1) I've gotten security calls from banks before just because some gas stations
were authorizing the card for $100 prior to capturing for the actual amount of
the gas. It even took the person on the phone a while to tease out that it was
a $100 auth and not a $100 purchase.

2) The hotels a authorizing for a large amount because they want to make sure
that you can pay for damage. They don't care if it goes on your credit. They
get their money, then payment just becomes a matter between you and your
credit card company. Note that not all hotels will authorize for $500.

    
    
      > I don't get the logic behind extending someone credit and
      > then allowing it to be held-up in pre-authorization that
      > will never get processed for the full amount
    

Technically, the full amount _can_ be captured until the authorization expires
or they capture for a smaller amount. _That_ is why.

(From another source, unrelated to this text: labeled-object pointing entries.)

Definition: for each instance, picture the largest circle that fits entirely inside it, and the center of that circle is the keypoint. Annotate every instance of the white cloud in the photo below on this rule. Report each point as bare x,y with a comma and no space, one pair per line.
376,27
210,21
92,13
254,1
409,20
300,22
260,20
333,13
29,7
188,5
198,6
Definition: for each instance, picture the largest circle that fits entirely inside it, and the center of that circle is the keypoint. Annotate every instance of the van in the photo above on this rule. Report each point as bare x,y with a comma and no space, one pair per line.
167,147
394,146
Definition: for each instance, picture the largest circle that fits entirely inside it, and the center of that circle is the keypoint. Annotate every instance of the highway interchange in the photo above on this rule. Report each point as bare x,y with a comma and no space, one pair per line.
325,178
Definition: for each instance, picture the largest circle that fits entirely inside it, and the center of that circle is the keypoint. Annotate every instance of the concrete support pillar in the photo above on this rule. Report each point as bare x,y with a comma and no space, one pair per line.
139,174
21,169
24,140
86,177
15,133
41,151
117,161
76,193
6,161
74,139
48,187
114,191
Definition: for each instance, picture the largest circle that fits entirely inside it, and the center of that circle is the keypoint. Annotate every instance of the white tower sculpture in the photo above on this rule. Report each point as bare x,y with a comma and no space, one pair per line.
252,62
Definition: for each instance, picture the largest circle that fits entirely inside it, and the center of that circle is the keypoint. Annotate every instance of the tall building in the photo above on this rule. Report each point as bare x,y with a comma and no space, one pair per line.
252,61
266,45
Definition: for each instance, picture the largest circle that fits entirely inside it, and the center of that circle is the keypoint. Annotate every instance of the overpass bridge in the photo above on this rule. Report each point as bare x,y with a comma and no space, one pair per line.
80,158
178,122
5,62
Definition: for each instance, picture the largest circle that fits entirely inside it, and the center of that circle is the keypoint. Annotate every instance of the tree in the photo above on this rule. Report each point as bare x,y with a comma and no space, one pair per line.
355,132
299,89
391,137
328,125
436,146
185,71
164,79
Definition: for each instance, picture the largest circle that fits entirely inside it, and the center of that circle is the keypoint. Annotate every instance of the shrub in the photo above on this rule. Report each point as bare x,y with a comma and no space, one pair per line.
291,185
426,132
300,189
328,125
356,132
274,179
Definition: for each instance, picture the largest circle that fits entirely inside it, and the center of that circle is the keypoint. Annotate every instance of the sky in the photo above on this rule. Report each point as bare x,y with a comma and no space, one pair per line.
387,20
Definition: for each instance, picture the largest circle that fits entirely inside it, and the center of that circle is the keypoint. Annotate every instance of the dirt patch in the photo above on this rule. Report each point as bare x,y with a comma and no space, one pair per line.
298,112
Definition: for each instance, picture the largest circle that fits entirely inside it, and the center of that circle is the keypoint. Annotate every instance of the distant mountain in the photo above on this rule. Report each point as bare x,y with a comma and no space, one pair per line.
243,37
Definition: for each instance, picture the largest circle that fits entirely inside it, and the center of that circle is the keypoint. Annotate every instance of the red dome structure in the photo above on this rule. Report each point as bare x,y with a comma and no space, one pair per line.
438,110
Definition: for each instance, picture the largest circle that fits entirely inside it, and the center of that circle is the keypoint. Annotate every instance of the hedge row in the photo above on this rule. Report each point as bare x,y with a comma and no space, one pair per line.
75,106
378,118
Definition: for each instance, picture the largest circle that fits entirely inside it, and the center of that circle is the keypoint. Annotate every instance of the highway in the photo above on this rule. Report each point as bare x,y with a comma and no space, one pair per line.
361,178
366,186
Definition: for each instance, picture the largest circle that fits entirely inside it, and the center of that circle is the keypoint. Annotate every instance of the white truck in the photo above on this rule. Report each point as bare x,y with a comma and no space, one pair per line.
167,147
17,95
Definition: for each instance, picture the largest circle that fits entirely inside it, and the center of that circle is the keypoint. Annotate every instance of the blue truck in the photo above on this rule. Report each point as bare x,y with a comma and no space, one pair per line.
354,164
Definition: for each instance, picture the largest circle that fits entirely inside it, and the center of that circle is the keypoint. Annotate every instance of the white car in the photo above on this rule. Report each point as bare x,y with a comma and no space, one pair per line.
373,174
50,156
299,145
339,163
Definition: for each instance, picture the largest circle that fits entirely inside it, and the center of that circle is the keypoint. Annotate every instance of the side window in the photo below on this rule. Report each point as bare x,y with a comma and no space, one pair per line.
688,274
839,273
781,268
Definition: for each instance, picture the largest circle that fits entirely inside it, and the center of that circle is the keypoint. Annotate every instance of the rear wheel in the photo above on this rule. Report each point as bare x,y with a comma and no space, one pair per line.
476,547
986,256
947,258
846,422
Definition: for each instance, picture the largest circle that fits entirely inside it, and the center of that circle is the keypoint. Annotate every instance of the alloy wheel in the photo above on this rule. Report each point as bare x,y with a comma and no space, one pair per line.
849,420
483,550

They don't want you to
max out the card, and then have a $500 capture that they weren't expecting.
Oops! You're $1500 in debt now on a credit card with a limit of $1000!

------
seanalltogether
"The formula sets the cap at 21 cents, plus .05 percent of the transaction
amount, plus another penny in certain cases, for fraud-control measures."

I understand that running to the government for solutions is rarely a good
thing, but in this case, shouldn't "digital currency transactions" be
something that the federal government maintains as a free utility to society?
Isn't something like this just as important as printing currency?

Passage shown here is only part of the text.